J’ai tué cet homme et cette femme parce qu’ils étaient mes parents.

Maintenant, écoutez-moi et jugez-moi.

Une femme, ayant accouché d’un fils, l’envoya quelque part en nourrice. Sut-elle seulement en quel pays son complice porta le petit être innocent, mais condamné à la misère éternelle, à la honte d’une naissance illégitime, plus que cela : à la mort, puisqu’on l’abandonna, puisque la nourrice, ne recevant plus la pension mensuelle, pouvait, comme elles font souvent, le laisser dépérir, souffrir de faim, mourir de délaissement !

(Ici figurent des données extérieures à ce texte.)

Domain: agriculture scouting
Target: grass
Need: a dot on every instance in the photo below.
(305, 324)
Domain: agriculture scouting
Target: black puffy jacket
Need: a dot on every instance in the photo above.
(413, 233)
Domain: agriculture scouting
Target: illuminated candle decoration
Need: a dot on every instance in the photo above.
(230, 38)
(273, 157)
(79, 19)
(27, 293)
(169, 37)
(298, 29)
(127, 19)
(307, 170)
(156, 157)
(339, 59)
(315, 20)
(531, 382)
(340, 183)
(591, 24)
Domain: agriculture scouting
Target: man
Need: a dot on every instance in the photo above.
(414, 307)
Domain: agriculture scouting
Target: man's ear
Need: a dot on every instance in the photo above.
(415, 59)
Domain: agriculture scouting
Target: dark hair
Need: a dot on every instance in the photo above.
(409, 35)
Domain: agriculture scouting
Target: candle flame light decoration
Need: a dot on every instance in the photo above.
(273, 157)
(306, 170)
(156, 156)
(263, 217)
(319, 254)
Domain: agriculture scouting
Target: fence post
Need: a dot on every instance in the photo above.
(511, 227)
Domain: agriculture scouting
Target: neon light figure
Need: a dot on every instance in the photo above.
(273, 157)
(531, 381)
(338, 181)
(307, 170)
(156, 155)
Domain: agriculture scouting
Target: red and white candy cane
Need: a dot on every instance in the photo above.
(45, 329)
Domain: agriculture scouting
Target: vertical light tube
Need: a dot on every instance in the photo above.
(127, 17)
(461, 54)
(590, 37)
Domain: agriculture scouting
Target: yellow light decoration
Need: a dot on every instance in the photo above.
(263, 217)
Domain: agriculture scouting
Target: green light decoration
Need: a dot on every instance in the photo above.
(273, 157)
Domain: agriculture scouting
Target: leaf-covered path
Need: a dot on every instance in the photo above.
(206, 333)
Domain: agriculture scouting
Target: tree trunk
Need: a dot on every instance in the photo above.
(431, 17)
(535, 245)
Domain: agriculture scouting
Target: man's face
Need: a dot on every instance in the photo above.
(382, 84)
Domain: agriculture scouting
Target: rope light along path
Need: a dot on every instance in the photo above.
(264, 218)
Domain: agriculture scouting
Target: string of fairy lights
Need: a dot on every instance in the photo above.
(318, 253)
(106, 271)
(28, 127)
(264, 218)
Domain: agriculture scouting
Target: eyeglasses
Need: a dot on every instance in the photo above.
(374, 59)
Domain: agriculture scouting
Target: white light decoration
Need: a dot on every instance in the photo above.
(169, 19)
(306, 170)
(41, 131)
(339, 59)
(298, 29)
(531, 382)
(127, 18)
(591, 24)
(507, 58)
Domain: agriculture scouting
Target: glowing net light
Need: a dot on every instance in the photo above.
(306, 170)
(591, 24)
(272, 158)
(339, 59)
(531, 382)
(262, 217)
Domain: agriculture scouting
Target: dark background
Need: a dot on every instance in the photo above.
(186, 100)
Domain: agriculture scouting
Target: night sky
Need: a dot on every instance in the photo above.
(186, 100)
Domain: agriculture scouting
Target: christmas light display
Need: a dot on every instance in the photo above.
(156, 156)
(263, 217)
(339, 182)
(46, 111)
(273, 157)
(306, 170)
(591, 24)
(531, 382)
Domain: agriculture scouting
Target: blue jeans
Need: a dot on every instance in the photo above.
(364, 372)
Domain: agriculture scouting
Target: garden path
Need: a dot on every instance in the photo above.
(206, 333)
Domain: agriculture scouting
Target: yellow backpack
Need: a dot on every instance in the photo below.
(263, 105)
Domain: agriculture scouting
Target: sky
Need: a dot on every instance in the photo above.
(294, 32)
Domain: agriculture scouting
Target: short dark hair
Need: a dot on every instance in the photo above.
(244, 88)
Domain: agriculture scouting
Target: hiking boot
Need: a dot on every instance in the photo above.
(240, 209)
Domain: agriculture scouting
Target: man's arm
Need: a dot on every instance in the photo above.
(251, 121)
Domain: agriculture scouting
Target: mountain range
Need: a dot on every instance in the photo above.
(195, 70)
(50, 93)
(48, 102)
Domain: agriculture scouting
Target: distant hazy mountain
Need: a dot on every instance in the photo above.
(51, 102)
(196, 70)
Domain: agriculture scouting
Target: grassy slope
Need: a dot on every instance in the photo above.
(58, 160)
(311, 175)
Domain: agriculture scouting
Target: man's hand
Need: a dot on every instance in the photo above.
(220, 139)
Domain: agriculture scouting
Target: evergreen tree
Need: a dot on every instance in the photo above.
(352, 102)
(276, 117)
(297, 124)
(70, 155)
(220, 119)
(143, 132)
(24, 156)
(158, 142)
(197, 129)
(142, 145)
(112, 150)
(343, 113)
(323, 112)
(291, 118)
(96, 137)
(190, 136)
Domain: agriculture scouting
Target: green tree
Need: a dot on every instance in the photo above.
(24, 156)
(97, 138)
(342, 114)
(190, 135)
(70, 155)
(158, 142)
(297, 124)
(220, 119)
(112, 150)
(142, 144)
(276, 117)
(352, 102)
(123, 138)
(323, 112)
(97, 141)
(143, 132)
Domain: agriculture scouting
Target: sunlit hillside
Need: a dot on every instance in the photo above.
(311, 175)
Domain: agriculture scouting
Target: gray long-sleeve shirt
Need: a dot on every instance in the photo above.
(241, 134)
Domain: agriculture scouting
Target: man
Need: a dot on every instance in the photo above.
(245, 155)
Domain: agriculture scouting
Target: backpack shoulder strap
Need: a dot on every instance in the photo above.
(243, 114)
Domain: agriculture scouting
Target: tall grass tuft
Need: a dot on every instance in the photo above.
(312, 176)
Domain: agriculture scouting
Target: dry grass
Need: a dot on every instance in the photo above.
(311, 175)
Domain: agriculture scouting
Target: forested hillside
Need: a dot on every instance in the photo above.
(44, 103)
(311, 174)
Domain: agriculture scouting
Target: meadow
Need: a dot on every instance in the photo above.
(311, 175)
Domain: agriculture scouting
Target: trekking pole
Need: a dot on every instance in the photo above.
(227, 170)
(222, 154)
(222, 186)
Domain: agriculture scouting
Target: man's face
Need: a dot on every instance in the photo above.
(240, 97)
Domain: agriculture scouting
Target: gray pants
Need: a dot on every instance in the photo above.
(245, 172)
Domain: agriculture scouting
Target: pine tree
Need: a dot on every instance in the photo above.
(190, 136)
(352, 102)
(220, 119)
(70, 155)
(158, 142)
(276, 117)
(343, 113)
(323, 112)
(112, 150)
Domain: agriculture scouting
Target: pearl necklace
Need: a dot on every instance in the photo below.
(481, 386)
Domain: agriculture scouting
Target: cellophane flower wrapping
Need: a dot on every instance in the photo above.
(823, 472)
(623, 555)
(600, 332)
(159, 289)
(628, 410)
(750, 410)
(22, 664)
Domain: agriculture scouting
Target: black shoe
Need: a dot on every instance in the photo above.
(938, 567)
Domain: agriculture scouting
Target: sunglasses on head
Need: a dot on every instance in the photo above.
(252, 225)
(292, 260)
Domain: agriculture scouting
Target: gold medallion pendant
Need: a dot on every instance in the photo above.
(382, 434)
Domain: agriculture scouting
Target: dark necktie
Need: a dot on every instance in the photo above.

La femme qui m’allaita fut honnête, plus femme, plus grande, plus mère que ma mère. Elle m’éleva. Elle eut tort en faisant son devoir. Il vaut mieux laisser périr ces misérables jetés aux villages des banlieues, comme on jette une ordure aux bornes.

Je grandis avec l’impression vague que je portais un déshonneur. Les autres enfants m’appelèrent un jour « bâtard ». Ils ne savaient pas ce que signifiait ce mot, entendu par l’un d’eux chez ses parents. Je l’ignorais aussi, mais je le sentis.

J’étais, je puis le dire, un des plus intelligents de l’école. J’aurais été un honnête homme, mon président, peut-être un homme supérieur, si mes parents n’avaient pas commis le crime de m’abandonner.